La France compte 3,5 millions de mal-logés et dix millions de ses habitants sont affectés, de près ou de loin, par une crise du logement qui ne cesse de s’aggraver, prévient la Fondation Abbé Pierre. Dans son 15ème rapport annuel, publié lundi, l’organisation souligne que “l’aggravation progressive de la crise du logement aboutit à un vrai problème de société” dont les autorités ne semblent pas avoir mesuré l’ampleur.
Aux 3,5 millions de mal-logés s’ajoutent 6,5 millions de personnes fragiles, susceptibles de basculer à tout moment dans cette première catégorie, en cas d’éclatement de la famille ou de perte d’emploi, par exemple. “Le fait d’être logé ne signifie pas qu’on est à l’abri des difficultés“.

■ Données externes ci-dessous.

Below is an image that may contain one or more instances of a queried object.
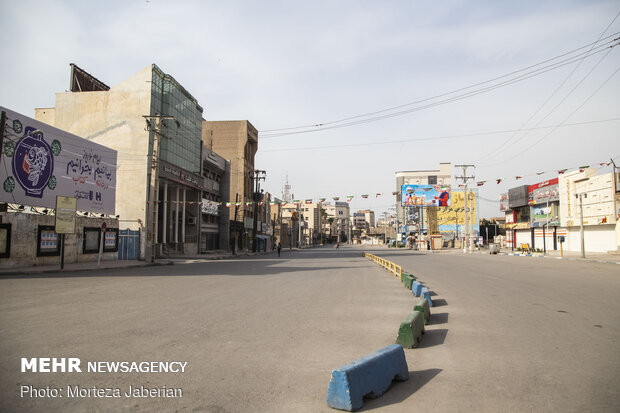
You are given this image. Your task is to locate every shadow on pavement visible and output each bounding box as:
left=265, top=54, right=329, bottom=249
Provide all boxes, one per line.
left=0, top=257, right=363, bottom=280
left=359, top=369, right=443, bottom=412
left=432, top=298, right=448, bottom=308
left=419, top=328, right=448, bottom=348
left=428, top=313, right=449, bottom=325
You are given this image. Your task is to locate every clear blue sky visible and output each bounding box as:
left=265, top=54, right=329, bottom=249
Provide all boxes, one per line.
left=0, top=0, right=620, bottom=217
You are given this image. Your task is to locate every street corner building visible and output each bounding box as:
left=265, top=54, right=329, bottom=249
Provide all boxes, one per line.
left=35, top=64, right=230, bottom=259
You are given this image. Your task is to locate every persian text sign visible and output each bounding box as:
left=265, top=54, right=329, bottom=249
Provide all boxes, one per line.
left=55, top=195, right=77, bottom=234
left=401, top=185, right=450, bottom=206
left=0, top=107, right=116, bottom=215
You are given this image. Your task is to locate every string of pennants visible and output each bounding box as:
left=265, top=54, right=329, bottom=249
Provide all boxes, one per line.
left=470, top=162, right=613, bottom=187
left=150, top=162, right=612, bottom=207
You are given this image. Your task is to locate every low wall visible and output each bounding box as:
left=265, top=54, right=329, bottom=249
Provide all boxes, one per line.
left=0, top=212, right=118, bottom=268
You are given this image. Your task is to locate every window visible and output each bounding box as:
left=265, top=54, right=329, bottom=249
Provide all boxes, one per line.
left=103, top=228, right=118, bottom=252
left=82, top=227, right=101, bottom=254
left=37, top=225, right=60, bottom=257
left=0, top=224, right=11, bottom=258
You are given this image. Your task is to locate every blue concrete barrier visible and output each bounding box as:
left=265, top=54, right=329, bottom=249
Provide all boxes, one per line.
left=411, top=281, right=424, bottom=297
left=327, top=344, right=409, bottom=412
left=422, top=287, right=433, bottom=307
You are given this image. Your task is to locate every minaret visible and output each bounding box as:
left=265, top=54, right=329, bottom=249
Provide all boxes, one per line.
left=282, top=174, right=293, bottom=203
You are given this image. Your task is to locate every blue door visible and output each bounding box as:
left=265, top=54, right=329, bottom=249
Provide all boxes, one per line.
left=118, top=229, right=140, bottom=260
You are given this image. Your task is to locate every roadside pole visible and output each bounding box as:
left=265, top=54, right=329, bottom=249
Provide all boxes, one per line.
left=97, top=221, right=108, bottom=268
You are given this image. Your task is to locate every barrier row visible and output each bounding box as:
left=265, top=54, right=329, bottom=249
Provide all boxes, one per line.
left=327, top=252, right=433, bottom=411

La crise du logement est bien antérieure à la crise financière, puis économique, qui a submergé le monde à partir de l’été 2008, alors que ni ses manifestations ni ses causes n’ont été traitées.
Le problème du logement “s’ancre dans la durée” et la crise “ne fait que renforcer des difficultés qui perduraient depuis longtemps“, renchérit Christophe Robert, délégué général adjoint de la Fondation Abbé Pierre.

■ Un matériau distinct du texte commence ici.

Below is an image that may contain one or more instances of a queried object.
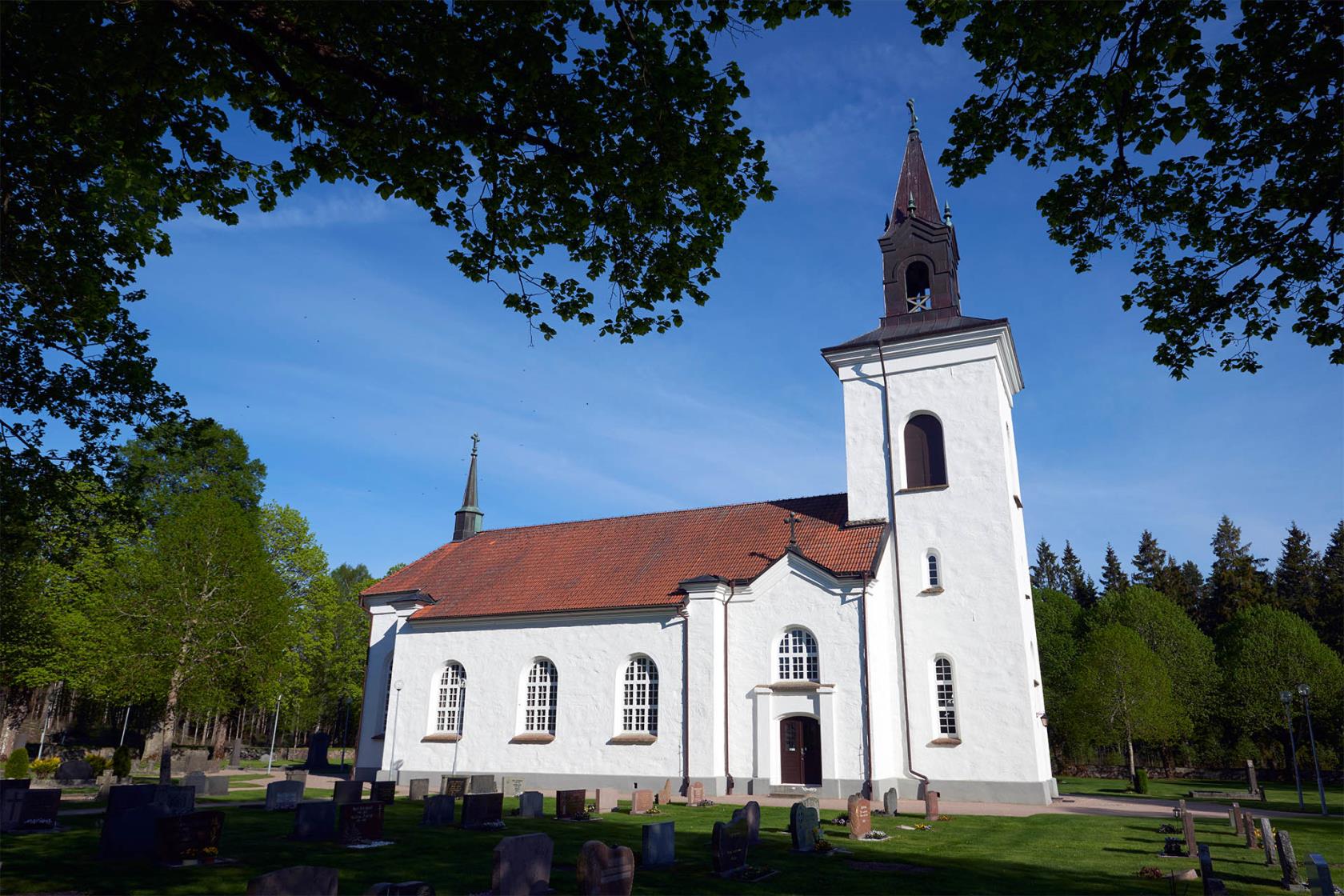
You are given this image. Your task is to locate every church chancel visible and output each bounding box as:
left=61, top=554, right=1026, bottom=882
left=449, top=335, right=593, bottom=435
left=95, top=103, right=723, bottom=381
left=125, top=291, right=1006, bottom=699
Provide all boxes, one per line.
left=356, top=114, right=1054, bottom=803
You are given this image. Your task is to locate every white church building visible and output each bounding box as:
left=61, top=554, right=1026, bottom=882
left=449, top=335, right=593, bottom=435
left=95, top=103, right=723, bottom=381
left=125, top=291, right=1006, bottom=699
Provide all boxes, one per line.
left=356, top=117, right=1056, bottom=803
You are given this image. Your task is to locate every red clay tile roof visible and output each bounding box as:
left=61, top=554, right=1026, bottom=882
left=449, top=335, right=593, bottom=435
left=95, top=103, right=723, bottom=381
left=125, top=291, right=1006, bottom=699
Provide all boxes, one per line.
left=363, top=494, right=884, bottom=619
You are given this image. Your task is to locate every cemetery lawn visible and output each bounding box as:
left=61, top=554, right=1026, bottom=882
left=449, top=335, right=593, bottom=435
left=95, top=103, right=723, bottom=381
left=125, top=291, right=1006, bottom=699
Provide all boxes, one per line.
left=0, top=791, right=1344, bottom=894
left=1059, top=778, right=1344, bottom=815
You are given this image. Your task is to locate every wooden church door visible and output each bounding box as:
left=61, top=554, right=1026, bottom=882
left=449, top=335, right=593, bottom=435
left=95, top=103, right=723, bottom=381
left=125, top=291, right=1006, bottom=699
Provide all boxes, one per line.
left=779, top=716, right=821, bottom=786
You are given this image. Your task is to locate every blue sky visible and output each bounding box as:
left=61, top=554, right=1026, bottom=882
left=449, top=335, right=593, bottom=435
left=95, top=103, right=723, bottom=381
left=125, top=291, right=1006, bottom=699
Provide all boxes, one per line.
left=134, top=4, right=1344, bottom=575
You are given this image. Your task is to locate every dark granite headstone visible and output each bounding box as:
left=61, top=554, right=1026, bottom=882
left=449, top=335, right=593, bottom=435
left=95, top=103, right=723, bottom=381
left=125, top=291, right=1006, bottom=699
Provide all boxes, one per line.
left=850, top=794, right=870, bottom=839
left=336, top=801, right=383, bottom=844
left=733, top=799, right=761, bottom=845
left=290, top=799, right=336, bottom=839
left=266, top=781, right=304, bottom=811
left=462, top=794, right=504, bottom=830
left=710, top=818, right=749, bottom=877
left=247, top=865, right=340, bottom=896
left=640, top=821, right=676, bottom=868
left=579, top=839, right=634, bottom=896
left=490, top=833, right=555, bottom=896
left=421, top=797, right=457, bottom=825
left=156, top=809, right=225, bottom=865
left=518, top=790, right=542, bottom=818
left=555, top=790, right=587, bottom=818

Les Français sont conscients du problème : selon une enquête Nexity citée par le rapport, 80% estiment qu’il est aujourd’hui difficile de trouver un logement.
Premier constat : la France manque cruellement de logements, avec un déficit de plus de 900.000 environ, toutes catégories confondues. Chaque année, entre 2,5 et trois millions de personnes se mettent en recherche de logement ; les demandes de logements sociaux s’élèvent à 1,2 million et le nombre de personnes sans domicile fixe avoisine les 100.000.
Creuset des inégalités
Autre constat : se loger coûte de plus en plus cher. Les Français consacraient à leur toit, en moyenne, 7.900 euros par an en 2002, contre 9.700 cinq ans plus tard, soit une hausse de 23%. Les charges ont augmenté aussi, surtout à cause du chauffage : +20% entre 2001 et 2007, portant à 3,4 millions le nombre de ménages touchés par la précarité énergétique.

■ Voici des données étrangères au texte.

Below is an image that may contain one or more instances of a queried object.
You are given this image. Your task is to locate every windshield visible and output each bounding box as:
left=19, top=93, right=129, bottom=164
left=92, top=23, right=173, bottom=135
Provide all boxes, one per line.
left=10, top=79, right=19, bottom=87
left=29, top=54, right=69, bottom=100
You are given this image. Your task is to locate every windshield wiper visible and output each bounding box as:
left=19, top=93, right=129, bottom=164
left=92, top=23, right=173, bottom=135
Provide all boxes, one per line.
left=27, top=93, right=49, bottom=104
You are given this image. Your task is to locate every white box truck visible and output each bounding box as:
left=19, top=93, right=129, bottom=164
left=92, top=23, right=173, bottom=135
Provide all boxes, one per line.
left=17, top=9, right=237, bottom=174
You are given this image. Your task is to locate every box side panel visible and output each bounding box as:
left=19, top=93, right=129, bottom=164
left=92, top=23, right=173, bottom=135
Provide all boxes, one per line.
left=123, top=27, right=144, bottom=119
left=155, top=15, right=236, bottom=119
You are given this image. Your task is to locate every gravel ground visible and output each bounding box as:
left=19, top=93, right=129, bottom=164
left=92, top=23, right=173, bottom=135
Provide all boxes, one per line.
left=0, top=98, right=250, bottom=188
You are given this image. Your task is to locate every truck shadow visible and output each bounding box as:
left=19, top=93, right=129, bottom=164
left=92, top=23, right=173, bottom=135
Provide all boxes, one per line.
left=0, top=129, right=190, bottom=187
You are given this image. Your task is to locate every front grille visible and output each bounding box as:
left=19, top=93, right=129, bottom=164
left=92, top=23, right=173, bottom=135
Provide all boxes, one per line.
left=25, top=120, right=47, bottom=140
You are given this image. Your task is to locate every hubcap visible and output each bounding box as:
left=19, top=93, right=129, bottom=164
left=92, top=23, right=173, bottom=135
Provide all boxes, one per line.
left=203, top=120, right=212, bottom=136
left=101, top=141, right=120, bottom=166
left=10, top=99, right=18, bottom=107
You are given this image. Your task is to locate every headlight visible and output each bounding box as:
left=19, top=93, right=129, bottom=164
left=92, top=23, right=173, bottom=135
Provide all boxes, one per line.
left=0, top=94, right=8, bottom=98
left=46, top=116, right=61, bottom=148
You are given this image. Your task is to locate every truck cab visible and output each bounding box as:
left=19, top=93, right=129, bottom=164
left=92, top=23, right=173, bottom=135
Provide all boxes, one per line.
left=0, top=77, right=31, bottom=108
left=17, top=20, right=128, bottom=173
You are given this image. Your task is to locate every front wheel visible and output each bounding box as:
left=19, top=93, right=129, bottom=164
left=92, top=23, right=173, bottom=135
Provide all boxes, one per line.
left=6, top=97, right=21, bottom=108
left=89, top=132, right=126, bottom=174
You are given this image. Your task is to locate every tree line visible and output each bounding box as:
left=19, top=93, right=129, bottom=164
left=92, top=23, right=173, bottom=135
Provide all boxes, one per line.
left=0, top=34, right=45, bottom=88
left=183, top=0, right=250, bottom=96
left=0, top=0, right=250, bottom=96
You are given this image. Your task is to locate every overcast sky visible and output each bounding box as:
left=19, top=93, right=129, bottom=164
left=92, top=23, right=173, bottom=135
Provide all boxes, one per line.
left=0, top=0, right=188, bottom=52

En 2006, 1,8 million de ménages disaient avoir des difficultés à payer leur loyer et 500.000 ne l’avaient pas payé depuis deux mois, au risque d’être expulsés. Le nombre d’expulsions a d’ailleurs explosé – leur nombre a augmenté de 25 à 50% entre 2002 et 2008 selon les études citées par le rapport.
“Le logement est producteur d’exclusion et peut être considéré comme le creuset des inégalités“, estiment les auteurs. En une quinzaine d’années (1992-2006), le poids du coût du logement s’est en effet considérablement alourdi pour les 20% de ménages les plus modestes, alors qu’il est resté relativement stable pour les 20% de ménages les plus aisés.
“Tout se passe comme si à la panne d’ascenseur social se superposait une panne de l’ascenseur résidentiel“, souligne le rapport.
Au chapitre des propositions, la Fondation demande d’imposer, dans tout programme immobilier de plus de 10 logements, un quota minimum de 30% de logements à bas loyers. Elle suggère un nouveau Plan de cohésion sociale sur cinq ans, permettant de mettre sur le marché 150.000 logements sociaux par an.
La Fondation propose un “grand deal” entre les pouvoirs publics et les propriétaires, qui devraient être incités à remplir les logements vacants et contraints de limiter les hausses de loyers en cas de changement de locataires.
Elle suggère, pour 2010, une hausse de 12% du montant des aides personnelles au logement et l’attribution d’un “chèque énergie” aux ménages les plus modestes. Est également réclamée, “la suspension des expulsions locatives des personnes de bonne foi“, jusqu’à la fin de l’année.